Moreover, changes over time of bone metabolic markers, deoxypyridinoline (DPD) and osteocalcin, were assessed using urine and serum samples. Concentration of DPD as a bone resorption marker was measured in collected urine sample during days 24–25, 60–61, and 90–91. Concentration of osteocalcin as a bone formation marker in serum was also measured on days 25, 61, and 91 after oophorectomy. 10 mg/kg administration of APT-F2P significantly inhibited the concentration of DPD in urine on both the days 60–61 and 90–91. Furthermore, the inhibitory effects were shown tendency dose-dependent manner. In terms of osteocalcin in serum, our compound also inhibited the production on day 91 with a statistically significant difference in comparison with vehicle control. These results indicated that APT-F2P suppressed bone metabolic turnover, thereby inhibited the bone loss in OVX rat model (see Supplementary Figure S9).

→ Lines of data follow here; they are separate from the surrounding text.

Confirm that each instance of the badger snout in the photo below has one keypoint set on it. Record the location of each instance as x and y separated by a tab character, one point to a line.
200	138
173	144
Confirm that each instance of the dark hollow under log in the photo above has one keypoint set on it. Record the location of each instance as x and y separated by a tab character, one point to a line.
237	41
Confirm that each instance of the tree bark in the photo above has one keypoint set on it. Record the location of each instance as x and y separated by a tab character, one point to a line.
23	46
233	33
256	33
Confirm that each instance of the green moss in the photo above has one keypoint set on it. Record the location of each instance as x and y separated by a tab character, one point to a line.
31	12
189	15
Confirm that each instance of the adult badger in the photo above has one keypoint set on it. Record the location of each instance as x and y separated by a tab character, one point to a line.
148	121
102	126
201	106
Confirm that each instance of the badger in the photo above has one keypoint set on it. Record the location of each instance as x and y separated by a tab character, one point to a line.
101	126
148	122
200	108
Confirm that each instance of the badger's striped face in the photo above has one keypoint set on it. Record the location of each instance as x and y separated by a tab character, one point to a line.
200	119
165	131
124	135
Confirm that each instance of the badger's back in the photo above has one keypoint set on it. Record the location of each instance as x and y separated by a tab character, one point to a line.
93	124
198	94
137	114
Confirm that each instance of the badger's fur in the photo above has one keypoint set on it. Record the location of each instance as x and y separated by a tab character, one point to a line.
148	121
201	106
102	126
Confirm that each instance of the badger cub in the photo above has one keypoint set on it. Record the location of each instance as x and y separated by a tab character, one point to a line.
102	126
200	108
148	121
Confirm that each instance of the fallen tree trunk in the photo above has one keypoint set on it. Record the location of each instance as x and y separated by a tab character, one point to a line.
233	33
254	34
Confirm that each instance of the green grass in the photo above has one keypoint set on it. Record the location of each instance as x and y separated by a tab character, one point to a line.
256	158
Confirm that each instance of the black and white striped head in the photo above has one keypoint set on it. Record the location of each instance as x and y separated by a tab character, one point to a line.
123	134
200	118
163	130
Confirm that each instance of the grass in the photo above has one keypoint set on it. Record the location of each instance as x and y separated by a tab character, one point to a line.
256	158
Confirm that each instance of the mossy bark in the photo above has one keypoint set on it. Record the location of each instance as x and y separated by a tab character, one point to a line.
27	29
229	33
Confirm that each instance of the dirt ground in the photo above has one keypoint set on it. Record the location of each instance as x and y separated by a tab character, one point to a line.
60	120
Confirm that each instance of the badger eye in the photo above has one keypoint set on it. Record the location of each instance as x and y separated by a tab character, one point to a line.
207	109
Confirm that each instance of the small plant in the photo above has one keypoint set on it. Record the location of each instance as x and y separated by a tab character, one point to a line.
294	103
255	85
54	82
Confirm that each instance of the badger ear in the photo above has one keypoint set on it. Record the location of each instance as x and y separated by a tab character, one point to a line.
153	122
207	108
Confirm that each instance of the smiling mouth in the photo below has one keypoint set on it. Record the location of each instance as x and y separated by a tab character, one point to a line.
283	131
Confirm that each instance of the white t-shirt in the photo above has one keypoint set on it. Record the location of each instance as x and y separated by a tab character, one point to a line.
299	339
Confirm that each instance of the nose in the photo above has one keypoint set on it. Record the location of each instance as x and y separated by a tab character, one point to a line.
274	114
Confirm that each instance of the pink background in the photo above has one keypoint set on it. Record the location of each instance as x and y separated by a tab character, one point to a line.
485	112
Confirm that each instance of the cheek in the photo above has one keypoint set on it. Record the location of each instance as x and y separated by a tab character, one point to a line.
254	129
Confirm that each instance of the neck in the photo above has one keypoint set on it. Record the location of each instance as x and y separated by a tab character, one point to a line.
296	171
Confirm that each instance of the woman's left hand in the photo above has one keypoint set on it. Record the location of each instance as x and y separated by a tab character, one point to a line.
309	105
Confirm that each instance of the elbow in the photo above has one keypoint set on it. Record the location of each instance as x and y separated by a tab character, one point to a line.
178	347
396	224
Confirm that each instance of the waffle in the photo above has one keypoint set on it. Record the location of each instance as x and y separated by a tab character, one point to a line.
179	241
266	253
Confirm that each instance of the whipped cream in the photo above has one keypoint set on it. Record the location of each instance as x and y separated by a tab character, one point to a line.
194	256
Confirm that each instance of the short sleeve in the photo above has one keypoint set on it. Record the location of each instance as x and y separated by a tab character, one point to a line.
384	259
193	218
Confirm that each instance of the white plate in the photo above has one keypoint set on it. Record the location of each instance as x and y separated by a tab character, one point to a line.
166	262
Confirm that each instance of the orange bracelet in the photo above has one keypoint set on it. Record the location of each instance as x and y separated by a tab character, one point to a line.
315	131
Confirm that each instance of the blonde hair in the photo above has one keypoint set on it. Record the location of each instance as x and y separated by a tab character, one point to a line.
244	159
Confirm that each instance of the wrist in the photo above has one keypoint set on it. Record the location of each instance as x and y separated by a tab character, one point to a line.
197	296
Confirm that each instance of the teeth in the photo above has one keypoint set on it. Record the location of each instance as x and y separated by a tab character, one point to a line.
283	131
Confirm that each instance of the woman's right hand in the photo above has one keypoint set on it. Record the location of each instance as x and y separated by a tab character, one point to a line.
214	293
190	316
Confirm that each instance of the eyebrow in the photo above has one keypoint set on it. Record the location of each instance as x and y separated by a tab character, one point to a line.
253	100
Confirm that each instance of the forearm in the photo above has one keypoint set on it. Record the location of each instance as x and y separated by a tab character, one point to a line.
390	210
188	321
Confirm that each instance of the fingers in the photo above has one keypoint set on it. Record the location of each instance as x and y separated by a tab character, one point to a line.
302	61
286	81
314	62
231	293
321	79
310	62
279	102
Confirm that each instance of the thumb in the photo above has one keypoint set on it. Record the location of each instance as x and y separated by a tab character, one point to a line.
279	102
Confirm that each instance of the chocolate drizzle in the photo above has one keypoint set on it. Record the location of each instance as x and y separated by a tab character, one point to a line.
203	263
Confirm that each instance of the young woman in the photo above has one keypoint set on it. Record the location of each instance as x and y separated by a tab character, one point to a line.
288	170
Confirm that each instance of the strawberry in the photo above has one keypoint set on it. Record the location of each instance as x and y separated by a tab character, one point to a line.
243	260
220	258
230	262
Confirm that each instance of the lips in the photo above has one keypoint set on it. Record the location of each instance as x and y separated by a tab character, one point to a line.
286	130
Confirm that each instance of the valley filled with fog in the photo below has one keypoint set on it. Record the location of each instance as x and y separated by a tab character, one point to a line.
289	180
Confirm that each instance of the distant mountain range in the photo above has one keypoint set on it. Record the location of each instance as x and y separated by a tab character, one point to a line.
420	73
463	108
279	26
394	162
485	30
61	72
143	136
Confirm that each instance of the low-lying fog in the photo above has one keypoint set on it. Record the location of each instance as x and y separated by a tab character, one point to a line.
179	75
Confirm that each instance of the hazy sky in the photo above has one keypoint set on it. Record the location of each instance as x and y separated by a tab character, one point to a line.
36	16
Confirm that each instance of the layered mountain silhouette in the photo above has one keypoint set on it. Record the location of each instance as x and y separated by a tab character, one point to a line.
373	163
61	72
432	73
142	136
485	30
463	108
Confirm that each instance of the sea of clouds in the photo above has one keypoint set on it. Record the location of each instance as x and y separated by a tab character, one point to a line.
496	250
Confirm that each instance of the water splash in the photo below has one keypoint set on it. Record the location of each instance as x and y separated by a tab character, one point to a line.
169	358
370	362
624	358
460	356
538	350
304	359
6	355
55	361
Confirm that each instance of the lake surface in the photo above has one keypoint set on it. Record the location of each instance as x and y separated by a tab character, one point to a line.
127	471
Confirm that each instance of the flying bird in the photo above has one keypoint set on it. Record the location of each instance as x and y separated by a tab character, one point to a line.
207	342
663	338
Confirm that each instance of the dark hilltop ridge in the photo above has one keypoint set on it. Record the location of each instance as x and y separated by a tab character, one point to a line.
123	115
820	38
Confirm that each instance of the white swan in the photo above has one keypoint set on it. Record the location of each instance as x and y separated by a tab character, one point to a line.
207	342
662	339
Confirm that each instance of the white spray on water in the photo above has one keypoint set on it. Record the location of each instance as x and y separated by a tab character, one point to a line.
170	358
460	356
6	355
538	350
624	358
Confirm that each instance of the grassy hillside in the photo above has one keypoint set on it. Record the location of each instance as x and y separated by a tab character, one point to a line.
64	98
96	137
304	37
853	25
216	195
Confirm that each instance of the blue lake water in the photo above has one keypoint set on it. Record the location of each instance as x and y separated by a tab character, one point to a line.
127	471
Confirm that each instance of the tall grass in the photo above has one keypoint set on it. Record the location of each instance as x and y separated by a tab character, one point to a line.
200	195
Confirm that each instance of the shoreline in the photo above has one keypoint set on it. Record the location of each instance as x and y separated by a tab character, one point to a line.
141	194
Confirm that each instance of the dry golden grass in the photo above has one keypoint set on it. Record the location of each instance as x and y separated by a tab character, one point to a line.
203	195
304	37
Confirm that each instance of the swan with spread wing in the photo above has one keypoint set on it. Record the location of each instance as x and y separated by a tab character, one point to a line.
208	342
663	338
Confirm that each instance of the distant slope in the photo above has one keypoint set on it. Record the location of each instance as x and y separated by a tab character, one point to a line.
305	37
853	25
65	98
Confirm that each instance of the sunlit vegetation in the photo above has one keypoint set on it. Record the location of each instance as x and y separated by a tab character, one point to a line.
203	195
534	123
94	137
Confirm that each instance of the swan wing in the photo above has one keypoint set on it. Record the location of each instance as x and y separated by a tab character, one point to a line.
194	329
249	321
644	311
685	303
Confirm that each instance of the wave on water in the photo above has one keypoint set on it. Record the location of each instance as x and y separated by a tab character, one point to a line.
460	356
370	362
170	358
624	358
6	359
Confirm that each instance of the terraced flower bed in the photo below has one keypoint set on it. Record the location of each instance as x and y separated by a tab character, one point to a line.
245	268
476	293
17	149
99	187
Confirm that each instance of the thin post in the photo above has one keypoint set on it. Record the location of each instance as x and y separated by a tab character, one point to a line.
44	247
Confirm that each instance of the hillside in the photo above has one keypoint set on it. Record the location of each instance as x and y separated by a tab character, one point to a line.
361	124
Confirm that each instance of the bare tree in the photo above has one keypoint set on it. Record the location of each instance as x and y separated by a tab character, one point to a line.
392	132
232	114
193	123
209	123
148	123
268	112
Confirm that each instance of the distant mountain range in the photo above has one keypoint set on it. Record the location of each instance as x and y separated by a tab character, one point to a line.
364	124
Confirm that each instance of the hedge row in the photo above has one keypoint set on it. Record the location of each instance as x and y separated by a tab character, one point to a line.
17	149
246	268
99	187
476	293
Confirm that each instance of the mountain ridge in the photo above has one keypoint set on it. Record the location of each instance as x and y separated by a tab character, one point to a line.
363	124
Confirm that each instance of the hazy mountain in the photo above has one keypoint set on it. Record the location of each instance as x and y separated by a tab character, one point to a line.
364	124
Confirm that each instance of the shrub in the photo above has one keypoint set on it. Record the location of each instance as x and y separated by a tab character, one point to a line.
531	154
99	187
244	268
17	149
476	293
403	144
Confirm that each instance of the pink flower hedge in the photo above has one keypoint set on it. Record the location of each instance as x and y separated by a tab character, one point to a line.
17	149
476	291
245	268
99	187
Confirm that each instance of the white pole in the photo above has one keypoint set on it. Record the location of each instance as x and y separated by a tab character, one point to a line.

We demonstrated histopathological analysis of bone cell and epiphyseal growth plate. In terms of bone cell condition, APT-F2P showed tendency to inhibit osteoclast cell proliferation upregulated in femur cortical bone of OVX rats (see Supplementary Figure S10a). On the other hand, APT-F2P stimulated osteoblast cell proliferation (see Supplementary Figure S10b). These findings are interpreted as indicating that APT-F2P acts on osteoclast and osteoblast cells in bone, resulting in suppression of bone mineral density loss in OVX rats. Moreover, the analysis pointed out the severe disruption of the epiphyseal growth plate in OVX rats (see Supplementary Figure S11a). Surprisingly, APT-F2P blocked the disruption of the epiphyseal growth plate and restored the bone quality in a dose-dependent manner (see Supplementary Figure S11b–d) and 10 mg/kg dose of APT-F2P perfectly reversed the epiphyseal growth plate, equivalent to the Sham control.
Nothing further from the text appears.